Publish dateWednesday 24 April 2024 - 09:49
Story Code : 289277
The plan to deport immigrants to Rwanda was approved by the British Parliament
The British Parliament approved the plan to deport immigrants from this country to Rwanda despite widespread protests by human rights organizations.
Afghan Voice Agency (AVA) - International Service: The British Parliament has approved a very controversial bill aimed at deporting immigrants to Rwanda, and this is for immigrants who have entered the UK illegally, regardless of the point of entry.

This project, which was announced two years ago by the British Prime Minister Rishi Sunak's conservative government and presented as a landmark measure in his policy to fight illegal immigration, aims to transfer asylum seekers to Rwanda.

According to Lacroix, the text that was discussed in the British Parliament on Monday, April 22, was in line with the answer to the Supreme Court, which had assessed this text as illegal last November.

This plan defines Rwanda as a safe third country. However, if Rwanda presents itself as one of the most stable countries on the African continent, its president, Paul Kagame, is accused of ruling in an atmosphere of fear, suppression of opposition and freedom of expression.

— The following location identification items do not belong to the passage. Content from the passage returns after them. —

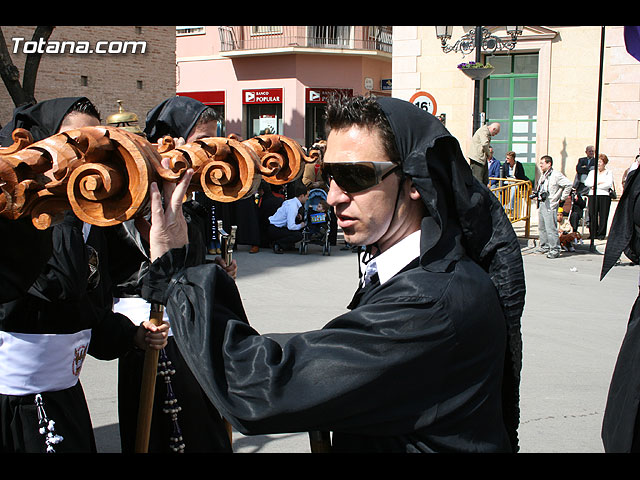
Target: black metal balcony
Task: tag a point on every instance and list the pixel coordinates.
(244, 38)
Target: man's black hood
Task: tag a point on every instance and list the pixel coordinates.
(463, 216)
(42, 119)
(176, 116)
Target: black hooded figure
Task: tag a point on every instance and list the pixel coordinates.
(621, 422)
(25, 249)
(428, 361)
(197, 427)
(65, 306)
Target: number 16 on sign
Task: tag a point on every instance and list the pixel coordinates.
(424, 101)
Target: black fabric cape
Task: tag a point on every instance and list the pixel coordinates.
(202, 428)
(42, 119)
(53, 294)
(620, 424)
(25, 249)
(419, 365)
(176, 116)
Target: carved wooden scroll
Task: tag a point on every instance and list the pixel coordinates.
(104, 173)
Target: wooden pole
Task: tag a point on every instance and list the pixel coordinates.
(148, 386)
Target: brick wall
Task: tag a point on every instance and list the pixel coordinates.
(140, 80)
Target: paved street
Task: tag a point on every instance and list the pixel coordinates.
(573, 325)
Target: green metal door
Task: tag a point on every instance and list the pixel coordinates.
(511, 98)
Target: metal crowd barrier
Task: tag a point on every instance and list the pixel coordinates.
(514, 195)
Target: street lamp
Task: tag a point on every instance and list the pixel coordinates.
(478, 39)
(477, 36)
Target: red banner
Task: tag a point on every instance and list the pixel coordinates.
(208, 98)
(320, 95)
(262, 96)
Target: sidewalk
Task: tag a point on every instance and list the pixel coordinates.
(530, 242)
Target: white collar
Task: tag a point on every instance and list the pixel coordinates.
(397, 257)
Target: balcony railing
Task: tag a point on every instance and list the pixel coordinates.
(237, 38)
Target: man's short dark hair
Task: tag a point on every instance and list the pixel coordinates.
(344, 112)
(85, 106)
(300, 190)
(208, 115)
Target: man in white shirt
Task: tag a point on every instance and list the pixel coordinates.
(285, 226)
(553, 189)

Britain's House of Lords, where the Conservatives do not have a majority, delayed final approval of the text by constantly sending it to the House of Commons with amendments that were systematically rejected by MPs. A maneuver known as "parliamentary ping pong".

The British legislators wanted Rwanda not to be considered a safe country until an independent monitoring body ensured that Rwanda was safe. They also wanted British agents, allies and employees abroad, including Afghans fighting alongside the British armed forces, to be exempted from deportation to Rwanda.

On Monday, Rishi Sunak assured that his government is ready to deport asylum seekers to Rwanda within 10 to 12 weeks after the law is passed.

The government's bill has been heavily criticized by the Labor Party, migrant aid groups, the head of the Church of England and even the UN High Commissioner for Human Rights, Volker Turk. The UN special rapporteurs on human trafficking, migrant rights and torture have warned that airlines and authorities facilitating the flights in question may be complicit in human rights abuses.

After reaching a record in 2022 (45,000) and then declining in 2023 (nearly 30,000), the number of people illegally crossing the English Channel by boat has increased by more than 20 percent since the beginning of the year compared to last year.